If you modify the rules in this policy, you are no longer following Oracle security best practice.

  • The following factors needed for this sign-on policy are already enabled: Mobile app passcode, Mobile app notification, Bypass code, and Fast ID Online (FIDO) authenticator.
  • The Console application has been added to the policy.
  • The sign-on policy comes with two active sign-on rules:

    The rules in the Security Policy for OCI Console sign-on policy

    • MFA for administrators: The rule is first in priority order. This preconfigured rule requires that all users in the Administrators group and all users with an administrator role must enroll in MFA and must supply an additional factor every time they sign in to the OCI Console.
    • MFA for all users: The rule is second in priority order. This preconfigured rule requires that all users must enroll in MFA and must supply an additional factor every time they sign in to the Console.

Temporarily Exclude an Administrator From the "Security Policy for OCI Console" Sign-On Policy

As best practice, don't modify the "Security Policy for OCI Console" Sign-On Policy. However, you may want to do this during roll out. You can temporarily exclude an administrator account in case you make changes which lock you out of the OCI Console. After roll out is complete, and users have MFA configured so that they can access the OCI Console, change this back.
  1. Decide which admin user you are going to temporarily exclude from "Security Policy for OCI Console", create a new group and assign the user to it.
  2. Create a new rule which doesn't use MFA, and assign the group to it.
  3. Make that rule the first rule in the "Security Policy for OCI Console" policy.
Note

Once roll out is complete, all users have configured MFA, and there are fewer chances of making a mistake which could lock you out of the OCI Console, revert these steps and restore the "Security Policy for OCI Console" policy to its unmodified state.
  1. Create a new group and assign the user you want to exclude to it. See Creating a Group and Adding Users to a Group.
  2. Create a new sign-on rule.
    1. Open the navigation menu and click Identity & Security. Under Identity, click Domains.
    2. Click the name of the identity domain that you want to work in. You might need to change the compartment to find the domain that you want.
    3. In the list of sign-on policies, click Security Policy for OCI Console.
    4. Click Add sign-on rule.
    5. Give the rule a name.
    6. For Group Membership, select the new group you've just created.
    7. Click Add sign-on rule.
      The new rule is added to the list of rules for the "Security Policy for OCI Console" policy.
  3. Make the new rule the first in the "Security Policy for OCI Console" policy.
    1. On the policy details page, click Edit priority.
    2. Use the arrows to change the sign-on rules priority.
    3. Click Save changes.
When this user signs in, the first rule is applied and they don't have to use MFA to authenticate.

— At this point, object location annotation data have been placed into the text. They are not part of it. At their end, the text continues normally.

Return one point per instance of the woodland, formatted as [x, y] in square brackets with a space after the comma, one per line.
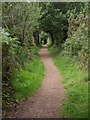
[63, 28]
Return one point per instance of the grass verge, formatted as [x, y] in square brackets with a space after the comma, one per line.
[29, 78]
[75, 84]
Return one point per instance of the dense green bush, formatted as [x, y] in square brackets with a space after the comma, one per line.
[76, 45]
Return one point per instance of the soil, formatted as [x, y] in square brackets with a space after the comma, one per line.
[46, 102]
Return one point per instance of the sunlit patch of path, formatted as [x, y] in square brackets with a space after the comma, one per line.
[46, 102]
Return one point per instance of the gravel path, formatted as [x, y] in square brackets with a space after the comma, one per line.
[46, 102]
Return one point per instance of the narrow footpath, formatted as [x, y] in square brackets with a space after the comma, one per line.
[45, 103]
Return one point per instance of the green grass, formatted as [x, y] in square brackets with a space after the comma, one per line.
[75, 84]
[29, 79]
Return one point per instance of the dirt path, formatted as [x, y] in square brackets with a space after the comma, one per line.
[46, 102]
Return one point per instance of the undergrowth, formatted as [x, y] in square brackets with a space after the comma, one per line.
[75, 84]
[29, 78]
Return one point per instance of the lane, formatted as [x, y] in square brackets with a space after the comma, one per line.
[46, 102]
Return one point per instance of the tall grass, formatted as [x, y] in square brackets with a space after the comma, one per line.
[29, 78]
[75, 85]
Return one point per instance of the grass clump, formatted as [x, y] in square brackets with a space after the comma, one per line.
[75, 84]
[29, 78]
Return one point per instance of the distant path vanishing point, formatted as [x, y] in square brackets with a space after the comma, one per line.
[45, 103]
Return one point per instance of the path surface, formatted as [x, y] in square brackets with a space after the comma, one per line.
[46, 102]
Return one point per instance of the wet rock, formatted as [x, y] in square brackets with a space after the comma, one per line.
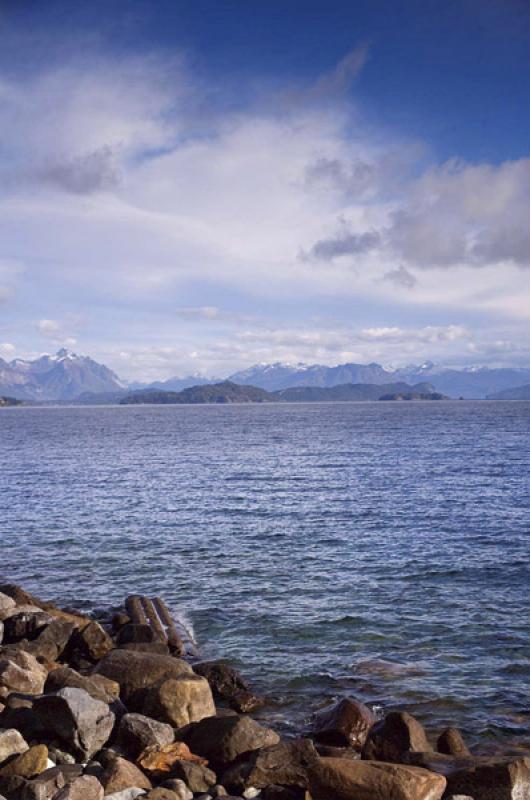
[344, 724]
[11, 744]
[228, 685]
[7, 604]
[136, 672]
[24, 625]
[163, 794]
[122, 774]
[179, 701]
[282, 793]
[135, 634]
[179, 791]
[483, 778]
[28, 764]
[197, 777]
[451, 742]
[136, 732]
[126, 794]
[21, 672]
[89, 644]
[45, 786]
[96, 686]
[82, 723]
[286, 763]
[398, 733]
[344, 779]
[222, 739]
[159, 760]
[51, 640]
[86, 787]
[156, 648]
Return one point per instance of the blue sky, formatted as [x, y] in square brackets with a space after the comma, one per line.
[194, 187]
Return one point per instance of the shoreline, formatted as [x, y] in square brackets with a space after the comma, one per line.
[97, 705]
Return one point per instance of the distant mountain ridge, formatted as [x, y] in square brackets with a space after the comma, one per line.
[67, 377]
[57, 378]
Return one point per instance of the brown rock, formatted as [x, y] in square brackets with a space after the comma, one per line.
[221, 739]
[451, 742]
[483, 778]
[91, 643]
[96, 686]
[398, 733]
[21, 672]
[52, 640]
[11, 744]
[27, 765]
[137, 732]
[86, 787]
[136, 672]
[344, 724]
[344, 779]
[179, 701]
[198, 777]
[286, 763]
[121, 774]
[158, 760]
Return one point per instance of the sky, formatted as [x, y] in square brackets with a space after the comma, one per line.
[194, 187]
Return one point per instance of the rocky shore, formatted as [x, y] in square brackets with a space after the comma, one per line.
[113, 708]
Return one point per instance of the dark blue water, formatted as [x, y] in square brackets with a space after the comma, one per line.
[379, 550]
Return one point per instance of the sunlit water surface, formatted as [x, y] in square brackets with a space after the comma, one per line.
[309, 544]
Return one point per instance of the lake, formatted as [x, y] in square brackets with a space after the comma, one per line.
[378, 550]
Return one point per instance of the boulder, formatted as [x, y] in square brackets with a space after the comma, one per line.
[11, 744]
[96, 686]
[136, 732]
[7, 604]
[197, 777]
[122, 774]
[398, 733]
[86, 787]
[82, 723]
[228, 685]
[179, 701]
[21, 672]
[132, 633]
[126, 794]
[89, 644]
[28, 764]
[158, 760]
[286, 763]
[344, 779]
[451, 742]
[344, 724]
[179, 792]
[25, 625]
[51, 640]
[483, 778]
[222, 739]
[136, 672]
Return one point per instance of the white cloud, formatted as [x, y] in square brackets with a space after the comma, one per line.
[132, 194]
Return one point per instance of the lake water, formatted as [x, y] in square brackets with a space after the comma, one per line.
[377, 550]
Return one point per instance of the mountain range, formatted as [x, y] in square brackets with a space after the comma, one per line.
[66, 377]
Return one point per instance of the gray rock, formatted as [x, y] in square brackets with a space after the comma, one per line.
[136, 732]
[135, 672]
[82, 723]
[221, 739]
[86, 787]
[11, 744]
[127, 794]
[196, 776]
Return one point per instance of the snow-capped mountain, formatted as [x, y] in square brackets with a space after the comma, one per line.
[61, 377]
[282, 376]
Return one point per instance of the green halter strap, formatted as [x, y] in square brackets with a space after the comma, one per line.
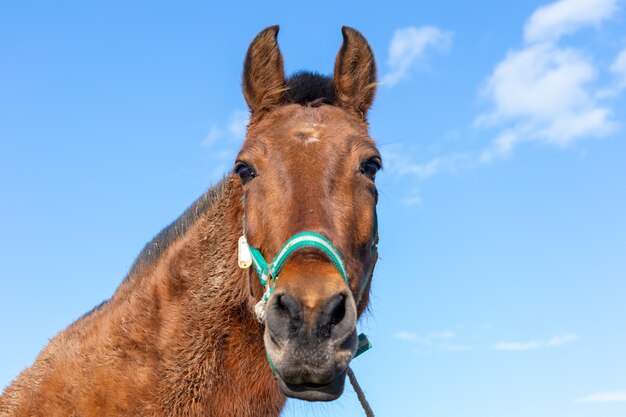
[268, 273]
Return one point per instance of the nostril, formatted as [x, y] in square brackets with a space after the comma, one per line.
[331, 315]
[285, 316]
[336, 309]
[289, 305]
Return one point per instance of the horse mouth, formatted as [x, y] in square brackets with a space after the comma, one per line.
[312, 391]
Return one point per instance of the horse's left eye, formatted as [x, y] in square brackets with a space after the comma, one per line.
[371, 167]
[245, 172]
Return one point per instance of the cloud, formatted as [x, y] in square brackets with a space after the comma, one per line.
[443, 341]
[556, 341]
[618, 68]
[544, 92]
[234, 131]
[603, 397]
[409, 45]
[223, 141]
[551, 22]
[398, 163]
[407, 336]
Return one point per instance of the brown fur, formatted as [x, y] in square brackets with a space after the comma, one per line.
[179, 337]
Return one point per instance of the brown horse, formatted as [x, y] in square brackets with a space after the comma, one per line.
[180, 336]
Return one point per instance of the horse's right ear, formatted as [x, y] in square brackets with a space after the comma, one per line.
[263, 80]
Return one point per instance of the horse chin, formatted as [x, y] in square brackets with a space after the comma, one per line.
[314, 392]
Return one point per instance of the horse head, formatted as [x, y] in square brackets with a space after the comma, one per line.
[308, 168]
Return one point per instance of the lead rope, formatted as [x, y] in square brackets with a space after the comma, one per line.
[359, 393]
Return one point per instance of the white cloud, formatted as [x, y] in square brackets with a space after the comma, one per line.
[550, 22]
[534, 344]
[556, 341]
[618, 68]
[409, 45]
[603, 397]
[234, 131]
[222, 142]
[544, 92]
[407, 336]
[560, 340]
[442, 341]
[398, 163]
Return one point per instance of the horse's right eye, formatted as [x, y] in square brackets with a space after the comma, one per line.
[245, 172]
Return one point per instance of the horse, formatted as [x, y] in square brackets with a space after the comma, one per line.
[193, 330]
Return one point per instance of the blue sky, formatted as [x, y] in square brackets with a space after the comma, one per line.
[501, 287]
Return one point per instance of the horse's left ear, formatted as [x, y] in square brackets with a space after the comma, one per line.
[355, 73]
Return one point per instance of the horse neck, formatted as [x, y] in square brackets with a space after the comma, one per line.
[208, 343]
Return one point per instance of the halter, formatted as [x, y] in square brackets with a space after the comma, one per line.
[268, 273]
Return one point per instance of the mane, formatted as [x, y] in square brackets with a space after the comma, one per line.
[170, 234]
[309, 88]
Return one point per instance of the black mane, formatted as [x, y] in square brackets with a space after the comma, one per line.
[309, 88]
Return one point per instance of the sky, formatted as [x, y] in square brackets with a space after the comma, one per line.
[501, 285]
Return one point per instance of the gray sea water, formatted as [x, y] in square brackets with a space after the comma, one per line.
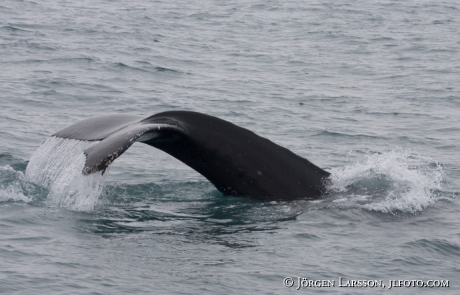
[368, 90]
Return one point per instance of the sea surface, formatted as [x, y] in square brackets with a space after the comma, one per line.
[367, 90]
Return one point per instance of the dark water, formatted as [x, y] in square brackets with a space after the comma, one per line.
[368, 90]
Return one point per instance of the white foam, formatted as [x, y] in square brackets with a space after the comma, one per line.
[398, 180]
[57, 165]
[12, 185]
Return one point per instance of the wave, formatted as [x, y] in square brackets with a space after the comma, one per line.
[390, 182]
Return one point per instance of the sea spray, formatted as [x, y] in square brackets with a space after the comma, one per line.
[389, 182]
[57, 165]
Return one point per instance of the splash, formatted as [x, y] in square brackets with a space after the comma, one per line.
[57, 165]
[390, 182]
[13, 186]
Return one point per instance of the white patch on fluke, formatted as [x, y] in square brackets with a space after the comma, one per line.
[389, 182]
[57, 165]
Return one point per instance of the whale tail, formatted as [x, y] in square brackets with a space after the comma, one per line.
[234, 159]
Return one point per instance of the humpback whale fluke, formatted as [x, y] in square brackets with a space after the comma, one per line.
[237, 161]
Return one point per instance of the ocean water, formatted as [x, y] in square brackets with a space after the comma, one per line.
[368, 90]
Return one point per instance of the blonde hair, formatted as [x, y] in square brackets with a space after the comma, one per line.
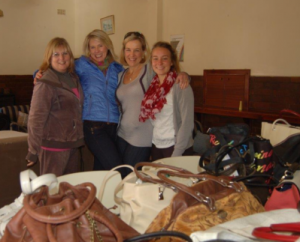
[174, 58]
[104, 38]
[130, 36]
[50, 49]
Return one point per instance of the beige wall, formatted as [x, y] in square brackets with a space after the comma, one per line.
[26, 28]
[130, 15]
[263, 36]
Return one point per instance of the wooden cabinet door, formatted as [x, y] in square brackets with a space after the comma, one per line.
[226, 88]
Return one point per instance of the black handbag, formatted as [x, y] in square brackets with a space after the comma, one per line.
[286, 155]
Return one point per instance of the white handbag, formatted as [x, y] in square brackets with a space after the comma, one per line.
[141, 195]
[278, 131]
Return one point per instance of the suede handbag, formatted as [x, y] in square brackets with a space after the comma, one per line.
[211, 201]
[73, 214]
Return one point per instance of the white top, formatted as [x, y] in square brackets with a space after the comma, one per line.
[164, 132]
[6, 134]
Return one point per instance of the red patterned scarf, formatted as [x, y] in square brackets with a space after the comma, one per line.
[155, 97]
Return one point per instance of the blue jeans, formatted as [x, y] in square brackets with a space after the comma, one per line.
[132, 154]
[100, 137]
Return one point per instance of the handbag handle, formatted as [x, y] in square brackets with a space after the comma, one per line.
[146, 178]
[30, 182]
[269, 232]
[96, 216]
[107, 176]
[162, 174]
[288, 111]
[56, 219]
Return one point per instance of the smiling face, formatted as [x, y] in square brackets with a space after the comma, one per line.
[60, 60]
[161, 61]
[98, 51]
[133, 53]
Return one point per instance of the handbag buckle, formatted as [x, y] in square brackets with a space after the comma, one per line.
[161, 193]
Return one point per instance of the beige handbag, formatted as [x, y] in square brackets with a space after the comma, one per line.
[142, 195]
[280, 129]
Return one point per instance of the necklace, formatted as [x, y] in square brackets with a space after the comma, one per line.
[132, 73]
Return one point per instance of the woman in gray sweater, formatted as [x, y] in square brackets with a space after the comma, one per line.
[134, 137]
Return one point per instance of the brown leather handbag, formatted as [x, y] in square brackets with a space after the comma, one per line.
[74, 214]
[211, 201]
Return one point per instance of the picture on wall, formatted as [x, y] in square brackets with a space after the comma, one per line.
[177, 42]
[108, 24]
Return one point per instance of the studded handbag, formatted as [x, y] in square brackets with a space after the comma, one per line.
[211, 201]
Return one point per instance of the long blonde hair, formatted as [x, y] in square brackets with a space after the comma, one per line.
[104, 38]
[135, 36]
[174, 58]
[50, 49]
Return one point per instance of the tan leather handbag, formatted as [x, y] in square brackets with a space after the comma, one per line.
[211, 201]
[74, 214]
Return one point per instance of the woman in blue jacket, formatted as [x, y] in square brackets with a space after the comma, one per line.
[98, 73]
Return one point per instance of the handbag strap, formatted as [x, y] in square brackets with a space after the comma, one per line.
[56, 219]
[269, 232]
[30, 182]
[163, 175]
[288, 111]
[106, 178]
[159, 234]
[148, 178]
[91, 217]
[259, 180]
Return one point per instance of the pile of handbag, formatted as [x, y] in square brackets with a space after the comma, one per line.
[161, 202]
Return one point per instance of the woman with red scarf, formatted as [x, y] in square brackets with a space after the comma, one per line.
[169, 108]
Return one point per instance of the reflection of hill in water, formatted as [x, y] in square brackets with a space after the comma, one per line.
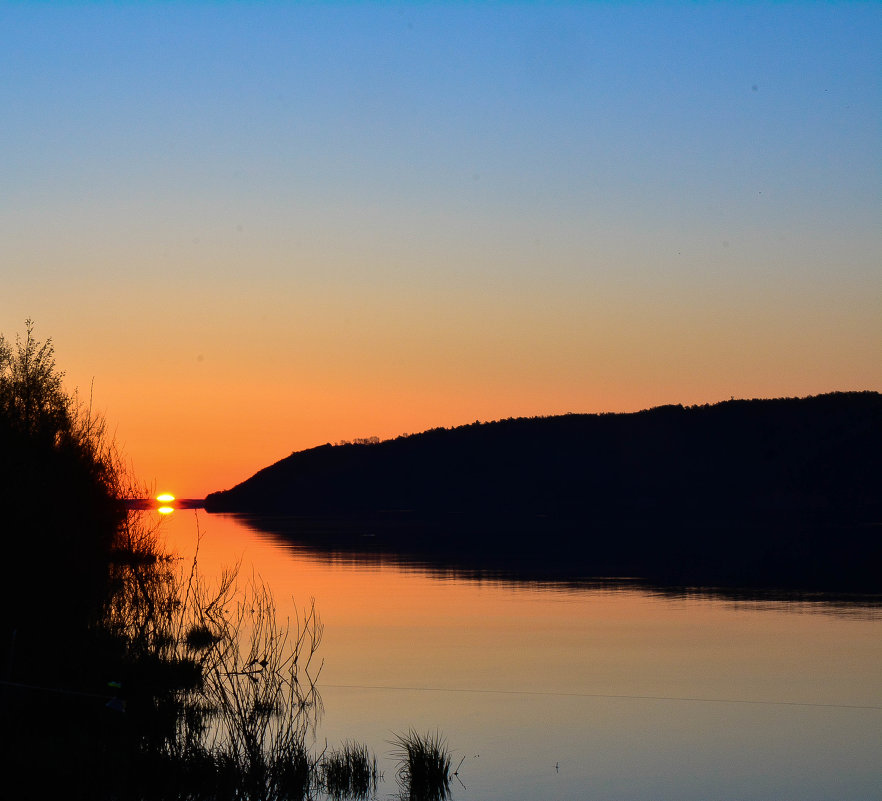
[765, 493]
[541, 556]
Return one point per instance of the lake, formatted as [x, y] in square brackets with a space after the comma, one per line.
[567, 691]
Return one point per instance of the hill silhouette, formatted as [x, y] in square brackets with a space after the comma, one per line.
[745, 491]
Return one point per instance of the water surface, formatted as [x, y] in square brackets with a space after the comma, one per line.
[563, 691]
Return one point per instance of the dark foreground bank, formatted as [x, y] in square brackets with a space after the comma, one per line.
[782, 493]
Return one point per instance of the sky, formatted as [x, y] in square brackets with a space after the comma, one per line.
[253, 228]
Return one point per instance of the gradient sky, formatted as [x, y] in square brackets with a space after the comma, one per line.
[262, 227]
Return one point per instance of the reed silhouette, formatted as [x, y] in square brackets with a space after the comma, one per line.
[127, 675]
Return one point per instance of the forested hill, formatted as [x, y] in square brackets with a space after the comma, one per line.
[799, 460]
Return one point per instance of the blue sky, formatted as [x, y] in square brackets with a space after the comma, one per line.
[385, 217]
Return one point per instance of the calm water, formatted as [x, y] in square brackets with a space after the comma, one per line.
[564, 693]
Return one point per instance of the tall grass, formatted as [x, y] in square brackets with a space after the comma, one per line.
[349, 772]
[424, 765]
[220, 690]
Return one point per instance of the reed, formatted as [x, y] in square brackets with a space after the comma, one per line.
[349, 772]
[423, 765]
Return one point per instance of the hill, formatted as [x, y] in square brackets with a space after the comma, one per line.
[735, 489]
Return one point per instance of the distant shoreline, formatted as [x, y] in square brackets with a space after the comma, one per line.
[148, 504]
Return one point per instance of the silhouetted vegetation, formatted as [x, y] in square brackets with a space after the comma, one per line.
[126, 675]
[349, 772]
[424, 771]
[779, 492]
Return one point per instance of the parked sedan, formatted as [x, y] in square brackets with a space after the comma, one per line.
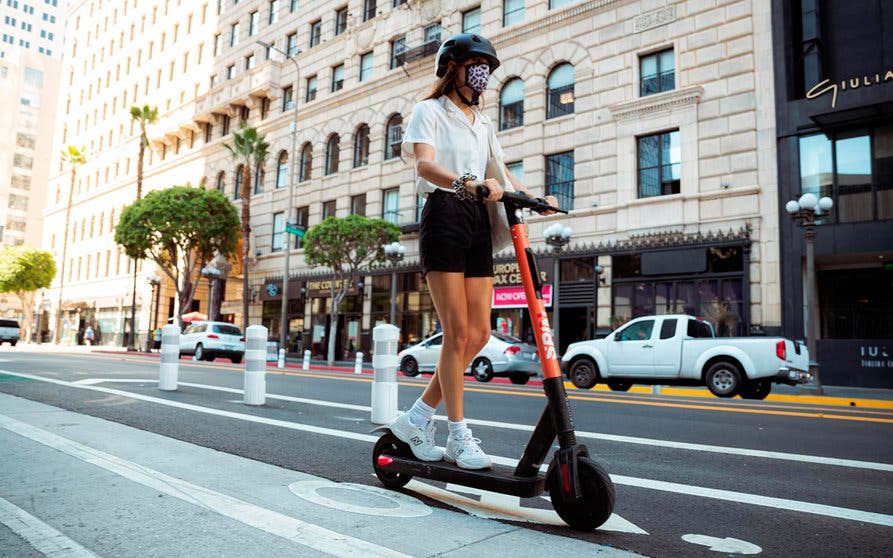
[503, 355]
[209, 340]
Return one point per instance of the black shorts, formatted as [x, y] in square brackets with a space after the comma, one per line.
[454, 235]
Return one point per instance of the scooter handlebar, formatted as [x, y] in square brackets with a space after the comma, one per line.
[521, 199]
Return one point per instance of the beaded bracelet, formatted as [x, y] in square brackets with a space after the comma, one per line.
[459, 189]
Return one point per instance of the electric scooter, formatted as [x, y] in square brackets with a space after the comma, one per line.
[580, 489]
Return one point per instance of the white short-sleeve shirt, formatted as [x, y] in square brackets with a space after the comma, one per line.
[459, 145]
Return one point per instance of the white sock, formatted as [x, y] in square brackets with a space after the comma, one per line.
[459, 429]
[421, 413]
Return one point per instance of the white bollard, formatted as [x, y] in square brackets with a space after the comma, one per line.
[384, 381]
[170, 357]
[255, 365]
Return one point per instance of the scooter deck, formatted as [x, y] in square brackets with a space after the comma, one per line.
[499, 478]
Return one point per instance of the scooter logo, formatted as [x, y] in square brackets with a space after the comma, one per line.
[546, 335]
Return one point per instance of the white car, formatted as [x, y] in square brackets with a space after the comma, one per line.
[503, 355]
[677, 349]
[209, 340]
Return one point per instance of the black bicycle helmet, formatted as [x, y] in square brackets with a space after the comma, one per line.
[462, 47]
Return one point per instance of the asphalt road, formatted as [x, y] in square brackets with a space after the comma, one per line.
[694, 476]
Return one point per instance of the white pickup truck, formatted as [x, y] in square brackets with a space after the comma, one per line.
[682, 350]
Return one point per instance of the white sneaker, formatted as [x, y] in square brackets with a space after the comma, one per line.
[466, 453]
[420, 441]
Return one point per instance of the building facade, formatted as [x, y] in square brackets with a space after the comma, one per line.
[834, 94]
[30, 59]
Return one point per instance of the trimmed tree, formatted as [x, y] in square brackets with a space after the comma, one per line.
[249, 149]
[180, 228]
[24, 270]
[345, 245]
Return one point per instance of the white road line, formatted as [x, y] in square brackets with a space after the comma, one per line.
[306, 534]
[819, 509]
[39, 535]
[814, 459]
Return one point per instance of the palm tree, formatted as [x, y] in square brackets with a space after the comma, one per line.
[75, 157]
[144, 115]
[249, 149]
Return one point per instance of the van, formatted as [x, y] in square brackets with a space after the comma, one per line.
[9, 331]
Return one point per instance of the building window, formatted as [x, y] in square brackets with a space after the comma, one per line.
[512, 12]
[253, 21]
[358, 205]
[366, 62]
[369, 9]
[306, 162]
[398, 47]
[560, 178]
[315, 31]
[237, 186]
[338, 78]
[332, 154]
[660, 160]
[282, 169]
[471, 21]
[329, 209]
[278, 243]
[361, 146]
[391, 205]
[288, 98]
[853, 167]
[340, 20]
[561, 91]
[274, 12]
[511, 104]
[658, 72]
[311, 89]
[393, 136]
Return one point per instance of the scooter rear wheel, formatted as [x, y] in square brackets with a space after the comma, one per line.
[597, 503]
[390, 445]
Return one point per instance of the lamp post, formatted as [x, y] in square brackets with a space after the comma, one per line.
[557, 236]
[395, 253]
[283, 318]
[805, 212]
[155, 281]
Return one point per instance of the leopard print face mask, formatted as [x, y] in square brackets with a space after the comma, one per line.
[477, 75]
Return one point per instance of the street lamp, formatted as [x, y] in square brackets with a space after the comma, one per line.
[557, 236]
[211, 273]
[395, 253]
[805, 212]
[283, 318]
[155, 281]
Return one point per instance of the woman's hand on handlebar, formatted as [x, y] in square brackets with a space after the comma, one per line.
[490, 189]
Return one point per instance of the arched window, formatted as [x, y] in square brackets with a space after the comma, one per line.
[237, 194]
[561, 91]
[333, 151]
[511, 104]
[306, 161]
[361, 146]
[282, 170]
[258, 179]
[393, 136]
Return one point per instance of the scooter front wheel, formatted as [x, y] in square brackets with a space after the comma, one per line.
[387, 445]
[597, 503]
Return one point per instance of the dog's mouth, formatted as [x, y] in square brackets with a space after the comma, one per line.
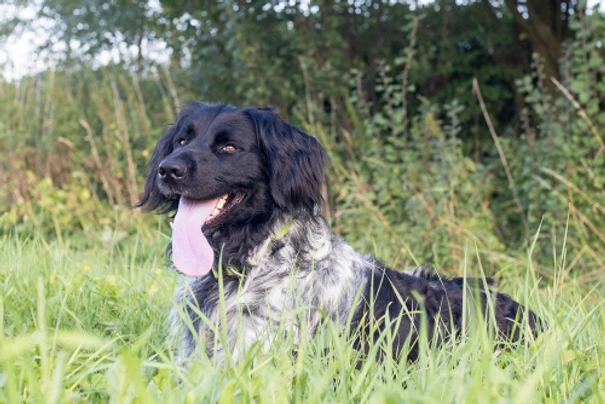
[224, 205]
[194, 220]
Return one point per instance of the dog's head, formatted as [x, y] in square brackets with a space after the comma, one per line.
[247, 158]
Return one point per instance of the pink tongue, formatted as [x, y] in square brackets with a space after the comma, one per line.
[191, 253]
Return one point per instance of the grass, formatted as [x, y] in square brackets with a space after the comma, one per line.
[88, 324]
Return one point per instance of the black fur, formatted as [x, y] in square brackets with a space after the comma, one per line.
[279, 170]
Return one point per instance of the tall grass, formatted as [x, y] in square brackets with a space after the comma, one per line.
[82, 325]
[85, 290]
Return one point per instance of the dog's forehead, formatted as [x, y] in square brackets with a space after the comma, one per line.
[233, 121]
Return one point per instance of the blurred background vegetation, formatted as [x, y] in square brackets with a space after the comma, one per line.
[392, 89]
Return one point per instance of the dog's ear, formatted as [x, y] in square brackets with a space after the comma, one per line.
[296, 161]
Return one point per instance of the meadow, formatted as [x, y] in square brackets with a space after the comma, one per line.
[88, 324]
[86, 288]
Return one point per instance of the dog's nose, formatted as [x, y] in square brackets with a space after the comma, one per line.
[171, 170]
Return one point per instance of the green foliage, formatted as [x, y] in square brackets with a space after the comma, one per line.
[84, 325]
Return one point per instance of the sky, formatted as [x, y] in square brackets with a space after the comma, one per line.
[18, 53]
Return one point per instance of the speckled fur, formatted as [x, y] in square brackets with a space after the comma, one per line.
[307, 267]
[278, 254]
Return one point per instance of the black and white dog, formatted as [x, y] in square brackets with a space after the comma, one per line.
[245, 186]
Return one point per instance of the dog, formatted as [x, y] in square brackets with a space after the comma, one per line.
[246, 189]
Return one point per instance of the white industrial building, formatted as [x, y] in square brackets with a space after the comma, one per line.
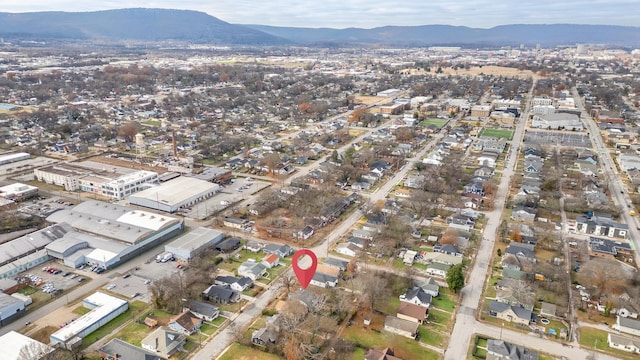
[176, 194]
[115, 183]
[13, 343]
[557, 121]
[10, 307]
[15, 157]
[28, 251]
[190, 244]
[106, 234]
[104, 308]
[18, 191]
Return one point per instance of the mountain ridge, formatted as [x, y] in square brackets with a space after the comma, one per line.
[160, 25]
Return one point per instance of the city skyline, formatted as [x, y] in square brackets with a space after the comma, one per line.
[372, 13]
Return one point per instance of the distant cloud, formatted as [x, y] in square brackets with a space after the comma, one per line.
[372, 13]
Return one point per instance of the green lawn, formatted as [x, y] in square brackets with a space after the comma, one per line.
[81, 310]
[437, 122]
[358, 354]
[404, 348]
[443, 302]
[241, 352]
[388, 306]
[428, 336]
[498, 133]
[439, 317]
[133, 333]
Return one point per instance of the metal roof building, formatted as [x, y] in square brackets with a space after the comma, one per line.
[190, 244]
[104, 308]
[108, 234]
[173, 195]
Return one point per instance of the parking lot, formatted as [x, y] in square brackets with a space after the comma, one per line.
[229, 194]
[562, 138]
[134, 285]
[52, 278]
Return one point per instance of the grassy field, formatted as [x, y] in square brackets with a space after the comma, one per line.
[443, 302]
[241, 352]
[437, 122]
[404, 348]
[497, 133]
[133, 333]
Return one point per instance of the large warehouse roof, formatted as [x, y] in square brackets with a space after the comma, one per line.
[112, 221]
[105, 305]
[12, 343]
[31, 242]
[195, 239]
[174, 192]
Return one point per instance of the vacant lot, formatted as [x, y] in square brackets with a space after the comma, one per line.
[436, 122]
[498, 133]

As soon as you're confident that all users have set up MFA, and that there's no chance of accidentally locking yourself out of the OCI Console, delete the new rule so that the "Security Policy for OCI Console" policy reverts to its unmodified state.

To delete the rule:

  1. In the Sign-on policies page, click Security Policy for OCI Console.
  2. Click the checkbox for the new rule, and click Remove sign-on rule.

Now, all users must use MFA to sign-in to the OCI Console.

Completing MFA Enrollment

After "Security Policy for OCI Console" sign-on policy has been activated, anyone signing in to the OCI Console will be prompted to complete MFA enrollment using the Oracle Mobile Authenticator (OMA).

You, and any other users who sign in to the OCI Console, will see a screen similar to this example.

Click Enable Secure Verification, and follow the instructions in Using the Oracle Mobile Authenticator App.

Screenshot showing the MFA enrollment screen.